À vrai dire, il ne fait pas tout à fait rien avec. Il a "cherché" à la vendre en la mettant en vente à un prix bien supérieur à ceux du marché. Personne ne s’est manifesté pour l’acheter : il s’apprêtait donc à la faire murer au moment où les squatteus·eurs l’ont prise, (désormais elle l’est).
On pourrait se dire que, pas de chances pour elleux, les squatteur·euses sont tombé·es sur un proprio véreux, membre d’une mafia sinon au moins d’un gang ultra-violent. C’est peut-être le cas, mais en apparence, les propriétaires sont tout ce qu’il y a de plus classique et intégrés dans ce monde... C’est là que ça devient rigolo. Les vrais bandits ne sont pas qu’en uniformes, ils portent aussi tranquillement le costard « fabriqué en France » et sont eux-même bien locaux.

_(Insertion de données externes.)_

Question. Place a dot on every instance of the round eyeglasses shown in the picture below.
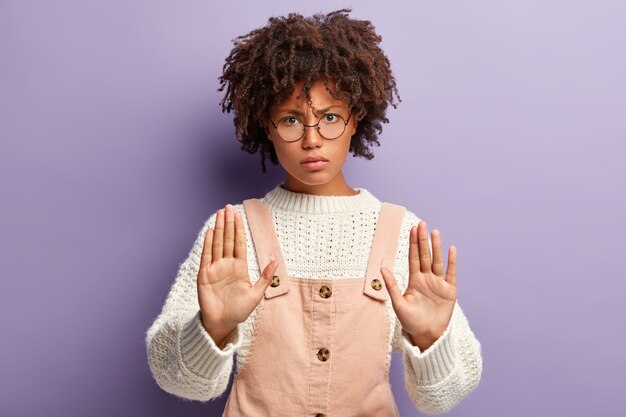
(329, 126)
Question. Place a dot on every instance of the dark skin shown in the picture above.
(227, 296)
(225, 292)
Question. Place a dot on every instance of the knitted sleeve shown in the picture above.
(445, 373)
(183, 358)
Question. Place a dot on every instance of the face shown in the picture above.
(324, 177)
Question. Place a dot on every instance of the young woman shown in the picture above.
(316, 283)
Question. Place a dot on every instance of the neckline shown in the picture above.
(283, 199)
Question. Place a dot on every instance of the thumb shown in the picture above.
(264, 280)
(392, 286)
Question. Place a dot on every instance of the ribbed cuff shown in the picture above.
(200, 353)
(435, 363)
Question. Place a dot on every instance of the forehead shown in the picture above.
(320, 97)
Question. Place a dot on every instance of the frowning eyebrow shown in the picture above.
(301, 114)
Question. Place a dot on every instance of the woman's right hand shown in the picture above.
(225, 293)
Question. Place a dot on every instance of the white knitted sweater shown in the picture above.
(320, 237)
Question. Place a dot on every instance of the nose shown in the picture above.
(312, 138)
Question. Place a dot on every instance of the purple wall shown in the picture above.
(510, 139)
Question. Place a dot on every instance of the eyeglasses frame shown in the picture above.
(316, 125)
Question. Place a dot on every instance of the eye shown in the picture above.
(330, 118)
(289, 121)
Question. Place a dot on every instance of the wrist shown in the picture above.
(219, 334)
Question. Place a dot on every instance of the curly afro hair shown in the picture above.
(264, 66)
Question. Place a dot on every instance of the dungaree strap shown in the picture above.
(266, 244)
(384, 249)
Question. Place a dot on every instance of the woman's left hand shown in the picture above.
(425, 308)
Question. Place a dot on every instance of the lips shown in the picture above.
(313, 159)
(314, 163)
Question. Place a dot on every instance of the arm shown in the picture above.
(183, 358)
(449, 365)
(438, 378)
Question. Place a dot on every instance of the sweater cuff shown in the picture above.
(435, 363)
(200, 353)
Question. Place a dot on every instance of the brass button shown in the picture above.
(275, 281)
(325, 292)
(323, 354)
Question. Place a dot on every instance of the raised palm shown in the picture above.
(425, 308)
(225, 293)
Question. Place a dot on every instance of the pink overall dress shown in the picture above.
(319, 346)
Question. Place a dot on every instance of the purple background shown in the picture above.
(510, 139)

Sur le papier, la maison appartient à la société Immonéo, co-gérée par deux frères, Jean-Philippe et Fabrice Hamon. En 2019, Immonéo a réalisé un chiffre d’affaire de plus de 8 millions d’euros… Immonéo est domiciliée à l’agence AJP de Châteaubriant, dirigée par JP Hamon. La maison a été mise en vente par l’agence immobilière AJP Immobilier Grand Nantes, dont le gérant est là aussi JP Hamon ! A vrai dire Jean-Philippe Hamon est dirigeant de plus d’une soixantaine d’entreprises : on va pas faire ici (voir ref 1) une liste qui pourrait être longue comme le bras, même si c’est intéressant à savoir puisque toutes ces adresses sont autant de moyens de saluer jean-philippe.

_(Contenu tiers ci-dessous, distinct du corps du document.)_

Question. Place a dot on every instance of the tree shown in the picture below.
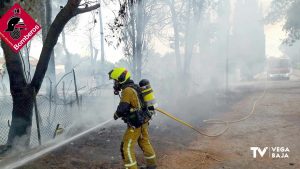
(248, 38)
(287, 11)
(129, 28)
(23, 93)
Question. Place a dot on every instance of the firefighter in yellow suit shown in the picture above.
(130, 102)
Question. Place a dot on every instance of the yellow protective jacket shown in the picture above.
(129, 102)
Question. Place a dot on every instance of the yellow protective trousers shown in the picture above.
(130, 138)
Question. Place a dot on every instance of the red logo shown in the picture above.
(17, 27)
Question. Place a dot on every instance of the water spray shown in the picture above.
(49, 149)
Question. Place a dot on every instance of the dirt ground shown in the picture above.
(275, 123)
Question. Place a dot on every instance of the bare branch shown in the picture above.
(87, 9)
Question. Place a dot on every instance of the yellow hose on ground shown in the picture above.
(215, 121)
(190, 126)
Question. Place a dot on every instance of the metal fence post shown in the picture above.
(37, 117)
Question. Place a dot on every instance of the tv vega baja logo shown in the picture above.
(17, 27)
(273, 152)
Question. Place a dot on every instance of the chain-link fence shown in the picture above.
(61, 107)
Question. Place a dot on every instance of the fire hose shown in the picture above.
(214, 121)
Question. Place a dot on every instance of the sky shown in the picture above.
(274, 34)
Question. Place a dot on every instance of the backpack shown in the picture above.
(140, 116)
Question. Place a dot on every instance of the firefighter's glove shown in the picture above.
(116, 116)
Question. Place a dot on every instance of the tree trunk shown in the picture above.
(139, 38)
(102, 46)
(51, 72)
(22, 96)
(188, 46)
(133, 39)
(68, 60)
(176, 36)
(22, 93)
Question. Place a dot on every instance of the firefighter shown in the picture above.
(130, 106)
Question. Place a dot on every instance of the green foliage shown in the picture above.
(288, 11)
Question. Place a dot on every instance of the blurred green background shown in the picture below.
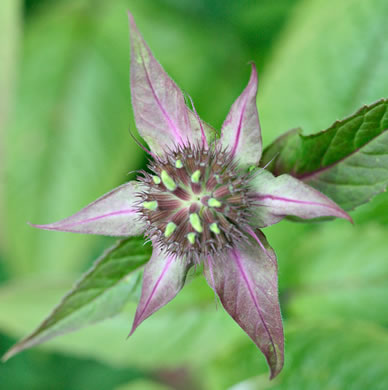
(64, 118)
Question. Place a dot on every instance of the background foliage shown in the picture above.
(64, 117)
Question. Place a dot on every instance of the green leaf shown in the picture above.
(144, 384)
(70, 122)
(171, 337)
(101, 293)
(343, 273)
(326, 356)
(347, 162)
(10, 31)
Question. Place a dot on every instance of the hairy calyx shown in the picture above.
(195, 202)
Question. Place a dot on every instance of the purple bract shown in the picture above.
(203, 200)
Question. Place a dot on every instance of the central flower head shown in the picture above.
(195, 202)
(201, 202)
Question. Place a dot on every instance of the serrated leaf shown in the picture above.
(101, 293)
(343, 272)
(190, 330)
(70, 122)
(320, 356)
(347, 162)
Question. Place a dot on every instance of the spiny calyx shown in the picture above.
(195, 202)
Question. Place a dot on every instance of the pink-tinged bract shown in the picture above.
(201, 201)
(241, 130)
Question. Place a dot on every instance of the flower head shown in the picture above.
(203, 199)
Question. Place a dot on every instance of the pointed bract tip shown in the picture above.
(10, 353)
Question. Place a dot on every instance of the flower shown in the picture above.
(204, 199)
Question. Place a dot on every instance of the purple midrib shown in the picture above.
(165, 268)
(165, 114)
(237, 141)
(113, 213)
(253, 297)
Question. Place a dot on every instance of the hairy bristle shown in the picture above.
(195, 201)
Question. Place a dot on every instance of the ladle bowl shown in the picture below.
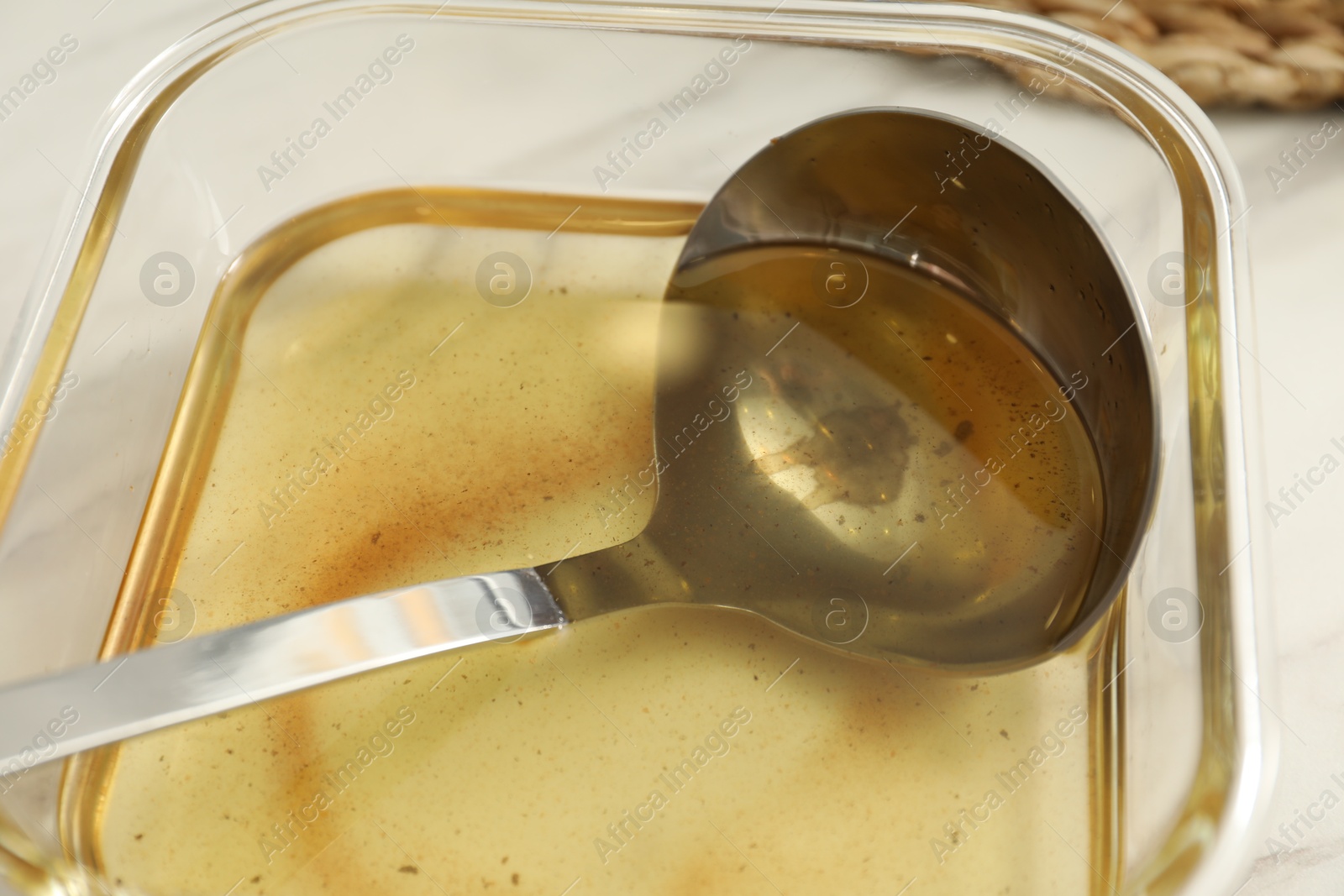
(784, 419)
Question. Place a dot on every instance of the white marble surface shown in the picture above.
(1294, 237)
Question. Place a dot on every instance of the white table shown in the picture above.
(1296, 228)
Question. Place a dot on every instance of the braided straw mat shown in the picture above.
(1222, 53)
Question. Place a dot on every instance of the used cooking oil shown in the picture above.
(418, 385)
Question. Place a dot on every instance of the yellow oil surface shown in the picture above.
(387, 425)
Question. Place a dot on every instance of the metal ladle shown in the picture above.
(913, 191)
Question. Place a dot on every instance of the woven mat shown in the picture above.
(1222, 53)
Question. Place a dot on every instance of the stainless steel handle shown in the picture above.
(92, 705)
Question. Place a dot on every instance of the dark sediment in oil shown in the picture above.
(390, 426)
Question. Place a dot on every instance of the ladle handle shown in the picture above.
(92, 705)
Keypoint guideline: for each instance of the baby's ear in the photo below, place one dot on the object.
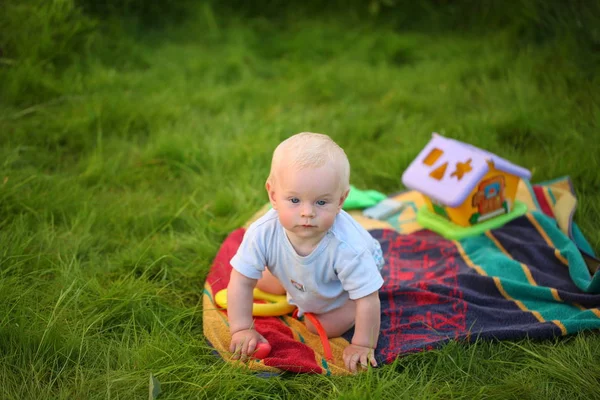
(343, 199)
(271, 193)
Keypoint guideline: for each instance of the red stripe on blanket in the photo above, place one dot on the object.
(541, 198)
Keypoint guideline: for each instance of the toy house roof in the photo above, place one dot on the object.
(447, 170)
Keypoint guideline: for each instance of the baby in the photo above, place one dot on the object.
(312, 250)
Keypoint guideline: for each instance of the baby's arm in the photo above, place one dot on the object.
(366, 333)
(239, 311)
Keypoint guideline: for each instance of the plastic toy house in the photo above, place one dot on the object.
(466, 189)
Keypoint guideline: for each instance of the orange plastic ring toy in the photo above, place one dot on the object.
(277, 304)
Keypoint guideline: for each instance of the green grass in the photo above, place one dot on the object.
(128, 156)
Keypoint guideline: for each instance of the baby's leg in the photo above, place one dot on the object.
(268, 283)
(335, 322)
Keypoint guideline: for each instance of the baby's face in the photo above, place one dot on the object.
(307, 201)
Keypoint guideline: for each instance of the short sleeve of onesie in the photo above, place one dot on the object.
(359, 274)
(250, 258)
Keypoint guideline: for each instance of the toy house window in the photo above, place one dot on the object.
(432, 157)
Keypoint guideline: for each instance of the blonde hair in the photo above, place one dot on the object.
(311, 150)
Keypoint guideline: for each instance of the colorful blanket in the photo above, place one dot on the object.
(533, 277)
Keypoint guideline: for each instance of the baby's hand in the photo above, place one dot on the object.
(244, 342)
(354, 355)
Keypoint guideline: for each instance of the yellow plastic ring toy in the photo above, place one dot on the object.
(277, 305)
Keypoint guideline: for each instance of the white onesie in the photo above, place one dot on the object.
(345, 264)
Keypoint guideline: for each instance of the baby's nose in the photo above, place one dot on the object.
(308, 210)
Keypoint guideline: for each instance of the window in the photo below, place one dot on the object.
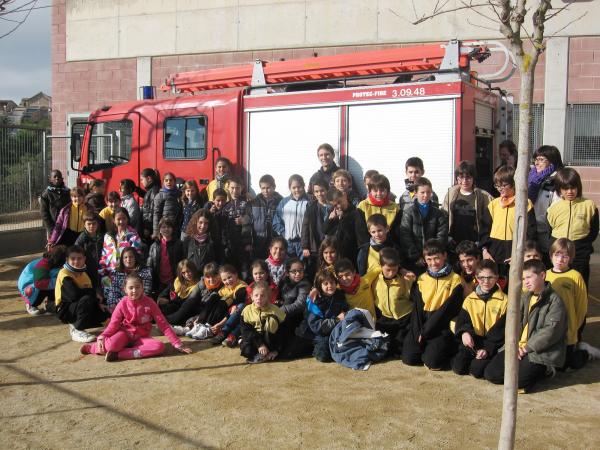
(582, 141)
(110, 143)
(536, 127)
(185, 138)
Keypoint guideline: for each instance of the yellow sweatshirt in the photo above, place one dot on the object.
(263, 319)
(82, 280)
(228, 293)
(503, 219)
(571, 288)
(571, 219)
(392, 297)
(389, 211)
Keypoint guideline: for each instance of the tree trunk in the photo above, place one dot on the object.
(513, 328)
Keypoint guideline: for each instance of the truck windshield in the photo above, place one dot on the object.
(110, 144)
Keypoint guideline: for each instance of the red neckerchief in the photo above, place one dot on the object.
(379, 203)
(353, 288)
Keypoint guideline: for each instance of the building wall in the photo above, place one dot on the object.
(89, 72)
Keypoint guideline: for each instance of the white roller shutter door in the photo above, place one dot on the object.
(384, 136)
(284, 142)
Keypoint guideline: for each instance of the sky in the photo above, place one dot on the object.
(25, 53)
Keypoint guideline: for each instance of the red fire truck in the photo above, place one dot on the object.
(375, 108)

JP travaille souvent avec Fabrice, son frère lui-aussi à la tête de nombreuses sociétés immobilières, mais plus spécialisées dans le prêt immobilier, à l’instar de la société LOW TAUX (CA 1,5M d’€), présente à Nantes, Paris (sous le nom Hypo Bot) et Le Bouscat (33). On retrouve aussi souvent Virginie Hamon (la soeur), mais aussi Joël Hamon (leur père). On a ici à faire à un petit empire familial, fait de sociétés écrans, d’embrouilles pour frauder les impôts et de magouilles financières, comme il en existe plein d’autres en soi, la cour des riches quoi. (1)

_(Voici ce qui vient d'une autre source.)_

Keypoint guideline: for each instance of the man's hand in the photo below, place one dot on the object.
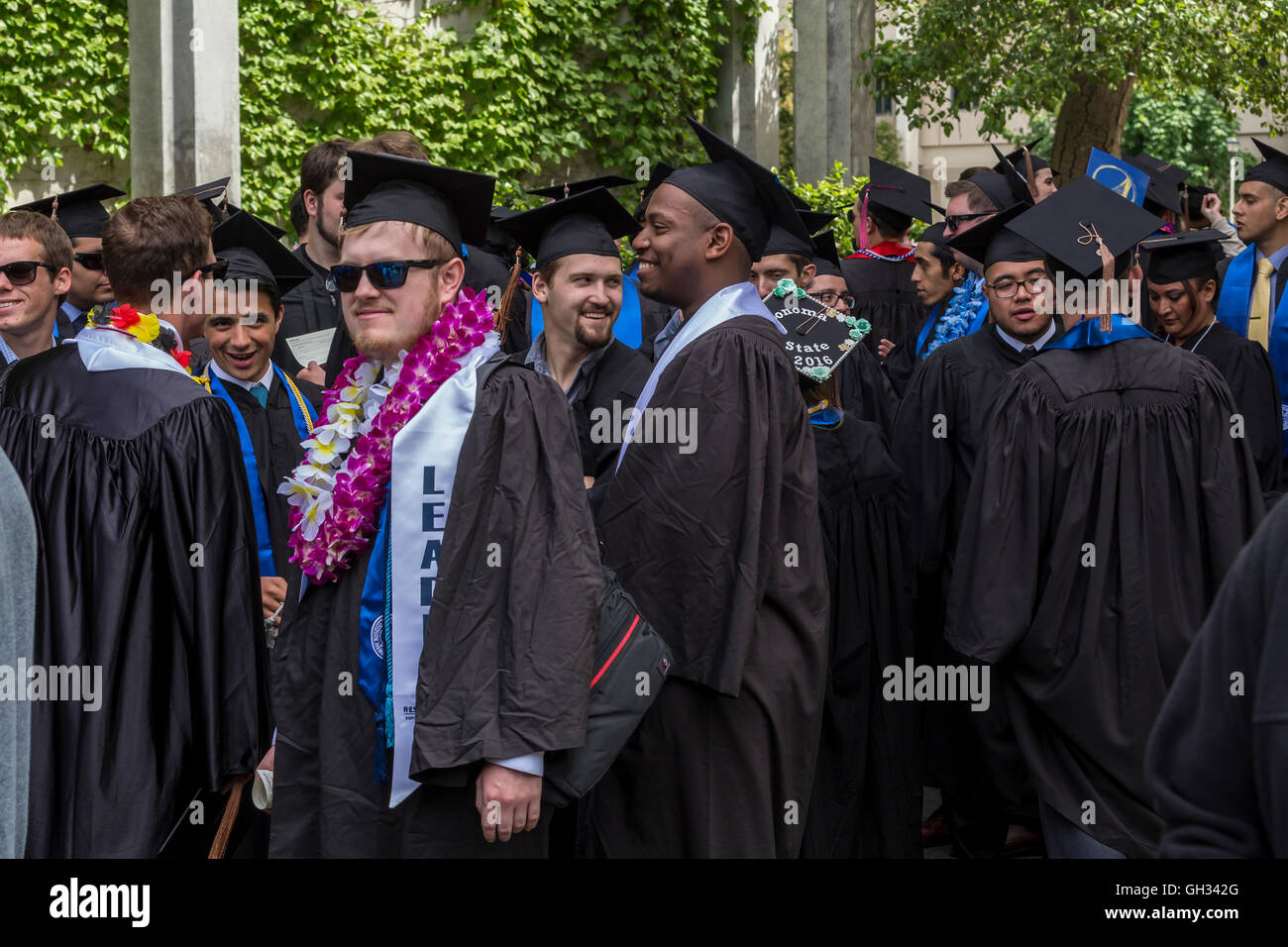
(314, 372)
(509, 801)
(1211, 208)
(271, 592)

Pour en revenir aux attaques qui ont eu lieues dans le squat, il semble évident que les types n’en étaient pas à leur coup d’essais : ils faisaient leur travail (sûrement plus un extra qu’un taf à part entière) et montraient une certaine habitude, voire une certaine assurance. Par déduction, on peut donc penser que cette milice est régulièrement employées par le clan Hamon qui doit y avoir recours aussi bien contre les locataires mauvais·es payeur·euses que contre les squatteur·euses. Dans un sens, on entre voit ici sûrement qu’une petite partie de l’iceberg Hamon.
Qui a les moyens de s’affranchir des lois, de constituer des réseaux mafieux à peine dissimulés, de s’accoquiner avec des types sans scrupules dont on n’a aucune idée des limites, le tout soutenu par la police et la justice... le pouvoir en place en somme.